Jurisprudentie
AF0211
Datum uitspraak2002-10-28
Datum gepubliceerd2002-11-12
RechtsgebiedStraf
Soort ProcedureEerste aanleg - meervoudig
Instantie naamRechtbank 's-Gravenhage
Zaaknummers09/757393-01
Statusgepubliceerd
Datum gepubliceerd2002-11-12
RechtsgebiedStraf
Soort ProcedureEerste aanleg - meervoudig
Instantie naamRechtbank 's-Gravenhage
Zaaknummers09/757393-01
Statusgepubliceerd
Uitspraak
RECHTBANK 'S-GRAVENHAGE
SECTOR STRAFRECHT
MEERVOUDIGE KAMER
VERKORT VONNIS)
parketnummer 09/757393-01
rolnummer 0009
's-Gravenhage, 28 oktober 2002.
De rechtbank 's-Gravenhage, rechtdoende in strafzaken, heeft het navolgende vonnis gewezen in de zaak van de officier van justitie tegen de verdachte:
[verdachte],
geboren op [geboortedatum] te [geboorteplaats] (Turkije),
wonende te [woonplaats], [adres],
thans gedetineerd in de Penitentiaire Inrichting Haaglanden, Huis van Bewaring Zoetermeer, te Zoetermeer.
De terechtzitting.
Het onderzoek is gehouden ter terechtzitting van 24 juni 2002, 5 augustus 2002 en 14 oktober 2002.
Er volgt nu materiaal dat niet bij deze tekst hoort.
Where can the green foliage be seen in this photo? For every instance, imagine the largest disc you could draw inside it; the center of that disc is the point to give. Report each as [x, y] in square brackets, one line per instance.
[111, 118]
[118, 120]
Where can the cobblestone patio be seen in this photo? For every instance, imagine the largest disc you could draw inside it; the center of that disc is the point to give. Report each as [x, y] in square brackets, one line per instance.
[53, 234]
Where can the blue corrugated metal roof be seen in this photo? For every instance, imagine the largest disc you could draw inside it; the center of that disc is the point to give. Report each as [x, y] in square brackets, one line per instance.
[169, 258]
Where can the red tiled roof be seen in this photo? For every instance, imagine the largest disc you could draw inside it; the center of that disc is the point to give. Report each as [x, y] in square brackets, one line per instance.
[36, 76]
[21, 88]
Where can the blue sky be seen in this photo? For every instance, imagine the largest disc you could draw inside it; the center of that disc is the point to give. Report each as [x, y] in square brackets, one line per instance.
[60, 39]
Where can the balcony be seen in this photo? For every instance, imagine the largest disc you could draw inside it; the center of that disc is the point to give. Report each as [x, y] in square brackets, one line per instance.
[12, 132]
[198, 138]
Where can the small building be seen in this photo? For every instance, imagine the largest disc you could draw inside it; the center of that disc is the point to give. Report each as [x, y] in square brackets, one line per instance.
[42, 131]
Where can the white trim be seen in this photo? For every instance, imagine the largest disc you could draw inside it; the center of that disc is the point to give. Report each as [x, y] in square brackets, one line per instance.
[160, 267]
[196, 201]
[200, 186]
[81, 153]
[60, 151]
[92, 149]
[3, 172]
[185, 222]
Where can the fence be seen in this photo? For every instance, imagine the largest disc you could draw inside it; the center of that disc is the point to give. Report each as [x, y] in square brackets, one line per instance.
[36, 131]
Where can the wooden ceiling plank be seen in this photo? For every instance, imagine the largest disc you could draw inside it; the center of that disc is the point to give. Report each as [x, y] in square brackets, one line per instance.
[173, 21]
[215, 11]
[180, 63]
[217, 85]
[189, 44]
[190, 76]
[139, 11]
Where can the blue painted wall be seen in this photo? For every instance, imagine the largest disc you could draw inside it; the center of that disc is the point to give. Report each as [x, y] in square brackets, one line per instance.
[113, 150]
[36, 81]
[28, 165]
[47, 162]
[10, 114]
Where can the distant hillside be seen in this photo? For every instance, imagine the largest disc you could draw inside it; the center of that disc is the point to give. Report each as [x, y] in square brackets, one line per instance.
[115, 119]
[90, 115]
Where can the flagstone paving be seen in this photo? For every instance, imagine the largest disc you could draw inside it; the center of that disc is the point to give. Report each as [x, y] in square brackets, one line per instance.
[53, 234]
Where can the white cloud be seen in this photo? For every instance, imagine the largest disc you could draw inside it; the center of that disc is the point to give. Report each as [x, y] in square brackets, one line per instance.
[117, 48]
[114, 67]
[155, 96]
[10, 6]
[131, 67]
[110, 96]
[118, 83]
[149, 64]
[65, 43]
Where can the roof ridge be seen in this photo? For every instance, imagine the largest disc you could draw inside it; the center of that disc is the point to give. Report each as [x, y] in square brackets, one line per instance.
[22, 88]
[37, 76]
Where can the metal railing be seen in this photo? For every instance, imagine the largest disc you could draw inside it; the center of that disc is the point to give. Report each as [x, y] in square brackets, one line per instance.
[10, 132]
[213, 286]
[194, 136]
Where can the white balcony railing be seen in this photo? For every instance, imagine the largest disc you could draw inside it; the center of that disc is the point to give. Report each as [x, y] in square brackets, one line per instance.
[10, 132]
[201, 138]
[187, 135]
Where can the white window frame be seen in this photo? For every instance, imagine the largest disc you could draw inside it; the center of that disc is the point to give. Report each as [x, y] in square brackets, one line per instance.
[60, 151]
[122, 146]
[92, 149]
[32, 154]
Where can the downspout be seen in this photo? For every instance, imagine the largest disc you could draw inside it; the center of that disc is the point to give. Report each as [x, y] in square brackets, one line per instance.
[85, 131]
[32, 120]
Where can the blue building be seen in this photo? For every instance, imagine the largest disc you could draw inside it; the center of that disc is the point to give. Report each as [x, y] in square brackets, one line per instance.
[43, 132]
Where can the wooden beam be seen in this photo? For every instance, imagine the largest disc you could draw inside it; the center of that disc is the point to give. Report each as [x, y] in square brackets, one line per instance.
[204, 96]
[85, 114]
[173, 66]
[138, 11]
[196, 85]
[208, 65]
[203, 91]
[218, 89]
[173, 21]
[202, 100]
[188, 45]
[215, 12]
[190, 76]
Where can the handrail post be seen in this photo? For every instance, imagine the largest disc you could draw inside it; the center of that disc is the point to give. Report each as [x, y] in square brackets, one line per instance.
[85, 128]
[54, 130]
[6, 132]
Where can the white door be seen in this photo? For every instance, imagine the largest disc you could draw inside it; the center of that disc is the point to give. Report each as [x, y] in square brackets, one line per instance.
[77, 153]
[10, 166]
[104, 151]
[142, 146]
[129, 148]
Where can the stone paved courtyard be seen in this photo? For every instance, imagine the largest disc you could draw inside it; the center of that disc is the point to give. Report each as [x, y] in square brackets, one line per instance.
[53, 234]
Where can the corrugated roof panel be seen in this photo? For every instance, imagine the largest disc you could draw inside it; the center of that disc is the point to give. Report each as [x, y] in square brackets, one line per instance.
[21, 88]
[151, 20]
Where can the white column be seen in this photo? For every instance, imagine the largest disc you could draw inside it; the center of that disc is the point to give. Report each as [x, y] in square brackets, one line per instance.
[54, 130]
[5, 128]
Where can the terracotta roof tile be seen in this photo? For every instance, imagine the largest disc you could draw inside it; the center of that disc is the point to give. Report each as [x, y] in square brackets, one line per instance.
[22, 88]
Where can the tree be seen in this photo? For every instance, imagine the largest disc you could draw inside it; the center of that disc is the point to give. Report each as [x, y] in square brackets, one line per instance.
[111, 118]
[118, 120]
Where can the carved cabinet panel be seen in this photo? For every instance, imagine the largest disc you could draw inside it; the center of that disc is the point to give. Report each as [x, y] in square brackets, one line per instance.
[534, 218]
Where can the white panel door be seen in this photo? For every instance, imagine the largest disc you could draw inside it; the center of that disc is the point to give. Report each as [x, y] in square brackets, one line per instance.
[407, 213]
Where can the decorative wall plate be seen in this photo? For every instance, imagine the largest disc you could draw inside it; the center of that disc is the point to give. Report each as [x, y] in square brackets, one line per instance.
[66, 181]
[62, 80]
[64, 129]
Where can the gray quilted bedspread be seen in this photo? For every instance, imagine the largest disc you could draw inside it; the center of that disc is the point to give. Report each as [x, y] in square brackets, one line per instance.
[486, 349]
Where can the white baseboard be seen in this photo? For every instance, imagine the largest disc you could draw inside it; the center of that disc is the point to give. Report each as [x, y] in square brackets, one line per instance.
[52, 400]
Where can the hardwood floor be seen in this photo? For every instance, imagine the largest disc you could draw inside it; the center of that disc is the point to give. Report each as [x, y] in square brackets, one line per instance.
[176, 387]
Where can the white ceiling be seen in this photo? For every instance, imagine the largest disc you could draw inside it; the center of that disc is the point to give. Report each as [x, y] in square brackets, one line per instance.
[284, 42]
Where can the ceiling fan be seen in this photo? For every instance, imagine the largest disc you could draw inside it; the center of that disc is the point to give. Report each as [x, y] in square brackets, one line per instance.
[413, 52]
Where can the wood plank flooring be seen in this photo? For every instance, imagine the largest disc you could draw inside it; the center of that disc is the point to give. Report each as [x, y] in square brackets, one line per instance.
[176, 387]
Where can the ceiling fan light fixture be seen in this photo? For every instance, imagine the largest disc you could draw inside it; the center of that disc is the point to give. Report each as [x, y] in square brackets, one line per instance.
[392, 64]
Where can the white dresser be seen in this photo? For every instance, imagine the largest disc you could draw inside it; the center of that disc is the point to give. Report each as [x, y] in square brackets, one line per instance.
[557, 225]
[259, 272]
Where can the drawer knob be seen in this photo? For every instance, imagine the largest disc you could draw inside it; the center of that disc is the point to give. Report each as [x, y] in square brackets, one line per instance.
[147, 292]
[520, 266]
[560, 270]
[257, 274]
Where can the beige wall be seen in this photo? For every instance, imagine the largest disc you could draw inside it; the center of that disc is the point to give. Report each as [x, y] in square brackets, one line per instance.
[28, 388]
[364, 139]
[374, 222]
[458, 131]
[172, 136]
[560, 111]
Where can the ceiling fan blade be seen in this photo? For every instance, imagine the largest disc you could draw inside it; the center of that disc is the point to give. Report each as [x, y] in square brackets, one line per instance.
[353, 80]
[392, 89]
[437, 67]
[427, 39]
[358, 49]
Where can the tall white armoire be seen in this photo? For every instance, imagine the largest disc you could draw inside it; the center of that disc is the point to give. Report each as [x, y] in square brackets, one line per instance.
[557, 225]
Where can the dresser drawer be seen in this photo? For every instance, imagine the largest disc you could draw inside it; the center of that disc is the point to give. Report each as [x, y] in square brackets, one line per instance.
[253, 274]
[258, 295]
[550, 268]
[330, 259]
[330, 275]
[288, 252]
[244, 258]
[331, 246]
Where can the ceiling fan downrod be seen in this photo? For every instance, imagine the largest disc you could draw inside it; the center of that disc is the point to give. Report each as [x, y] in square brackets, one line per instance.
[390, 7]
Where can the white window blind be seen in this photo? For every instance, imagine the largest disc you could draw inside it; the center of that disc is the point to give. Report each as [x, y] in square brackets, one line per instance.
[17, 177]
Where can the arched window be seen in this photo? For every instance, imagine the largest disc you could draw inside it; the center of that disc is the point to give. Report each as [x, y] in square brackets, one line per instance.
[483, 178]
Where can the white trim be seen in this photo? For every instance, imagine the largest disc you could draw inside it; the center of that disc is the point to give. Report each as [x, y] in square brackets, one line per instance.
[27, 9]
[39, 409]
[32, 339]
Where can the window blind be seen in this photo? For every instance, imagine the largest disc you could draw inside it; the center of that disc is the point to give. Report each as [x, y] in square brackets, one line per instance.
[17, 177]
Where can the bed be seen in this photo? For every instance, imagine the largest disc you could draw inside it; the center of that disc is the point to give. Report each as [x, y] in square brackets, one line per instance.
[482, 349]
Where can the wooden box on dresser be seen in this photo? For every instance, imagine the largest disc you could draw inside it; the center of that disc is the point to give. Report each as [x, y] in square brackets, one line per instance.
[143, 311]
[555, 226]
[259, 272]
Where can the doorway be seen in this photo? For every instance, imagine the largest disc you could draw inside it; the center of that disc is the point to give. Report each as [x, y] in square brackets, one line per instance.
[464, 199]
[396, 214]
De verdachte, bijgestaan door de raadsman mr Hoogendam, is verschenen en gehoord.
De officier van justitie mr Koorn heeft gevorderd dat verdachte terzake van het hem bij dagvaarding onder 1 en 2 primair telastgelegde wordt veroordeeld tot een gevangenisstraf voor de duur van 6 jaar, met aftrek van de tijd in verzekering en voorlopige hechtenis doorgebracht.
De telastlegging.
Aan verdachte is telastgelegd - na wijziging van de telastlegging ter terechtzitting - hetgeen is vermeld in de ingevoegde fotokopie van de dagvaarding, gemerkt A.
De bewijsmiddelen.
P.M.
De bewezenverklaring.
Door de voormelde inhoud van vorenstaande bewijsmiddelen -elk daarvan, ook in zijn onderdelen, gebruikt voor het bewijs van datgene waarop het blijkens zijn inhoud betrekking heeft- staan de daarin genoemde feiten en omstandigheden vast en is de rechtbank op grond daarvan tot de overtuiging gekomen en acht zij wettig bewezen, dat verdachte de bij dagvaarding onder 1 en 2 primair vermelde feiten heeft begaan, met dien verstande, dat de rechtbank bewezen acht -en als hier ingelast beschouwt, zulks met verbetering van eventueel in de telastlegging voorkomende type- en taalfouten, zoals weergegeven in de bewezenverklaring, door welke verbetering verdachte niet in de verdediging is geschaad- de inhoud van de telastlegging, zoals deze is vermeld in de fotokopie daarvan, gemerkt B.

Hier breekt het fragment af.